The doctors will look at him. Look at the inner workings of his body and wonder why he is such a head case. Why he wants to believe that he has some fatal disease. Then they’ll look at me. She shakes her head. They’ll look at me and wonder, “Why does this fellow want to die so badly? He must have an astoundingly horrible home life.”

Some days she’d like to leave him at the hospital for the nurses and doctors to deal with for a few weeks. Isn’t it terrible to think like that? She knows it’s not right, but good grief, she can’t help herself.

Tomorrow she’d like to hand him over to the nurse and then make like she’s going to the waiting room to snip recipes from her cooking magazines, and the next thing you know she’d be halfway down I-26 to her cousin’s house in Roanoke, Virginia. Or maybe she could go to one of those weight loss spas in Arizona or drive to the airport and catch a plane to New York City, where she’d make her way to Rockefeller Center and stand outside the Today show studio, holding up a sign that reads, “Get well soon, LeMar!” before stepping back into the folds of the crowd.

Just as she pictures the look on LeMar’s face while he reads the Today show sign on the screen in front of his hospital bed, Katie Rae and Marshall come around the mouth of the Ashepoo River and toward the dock. The wind pulls back her daughter’s thin dark hair so that it dances behind her like the streamers in a wind sock. Her intended’s arm rests on her back as she turns the boat around and eases up to the marsh bank.

When Marshall scurries to the bow of the boat to grab the line, Kitty B. reaches out her hand, and he throws it to her. She tugs them toward the edge of the dock and ties the line tight as the dogs bark in delight.

“Where’s Daddy?” Katie Rae says, looking toward the porch.

Kitty B. looks back to see the rocking chair empty in the shadows of the autumn dusk.

“Who knows?” she says, reaching out to help them out of the bobbing boat. “Maybe he’s run away.” Maybe he beat me to it.

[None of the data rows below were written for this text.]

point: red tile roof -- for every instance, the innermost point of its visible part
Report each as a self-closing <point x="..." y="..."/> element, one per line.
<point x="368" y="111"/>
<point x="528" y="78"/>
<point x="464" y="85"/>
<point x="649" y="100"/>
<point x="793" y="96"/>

“No ma’am,” says Marshall pointing up toward the house, where LeMar teeters on the threshold with four of her mama’s old crystal flutes and a bottle of champagne.

He nods his head in an invitation, and they walk across the yard toward him as Honey and Otis sniff each other and Rhetta bolts past them toward the porch, yipping at a high pitch as if she understands that the time has come to celebrate.

Katie Rae follows suit and Marshall even breaks into a little jog on the way toward the sloping porch.

Looks like we’re going to have a wedding. Kitty B. hopes to high heaven that Katie Rae doesn’t have her heart set on having it out here. This is a beautiful spot, but it would cost them a fortune to get the place in shape. The house needs a paint job something awful, and their yard is nothing more than holes of black dirt where the dogs dig and sniff and do their business.

Now Otis and Honey chase each other around Kitty B.’s legs as if to round her up as LeMar embraces his baby girl and his future son-in-law in the center of the sloping porch. Kitty B. hears the cork pop, and she watches as it ricochets off the porch roof and lands in the browning azalea bushes by the steps.

“Hurry up, Mama!” Katie Rae calls. “It’s time for a toast.”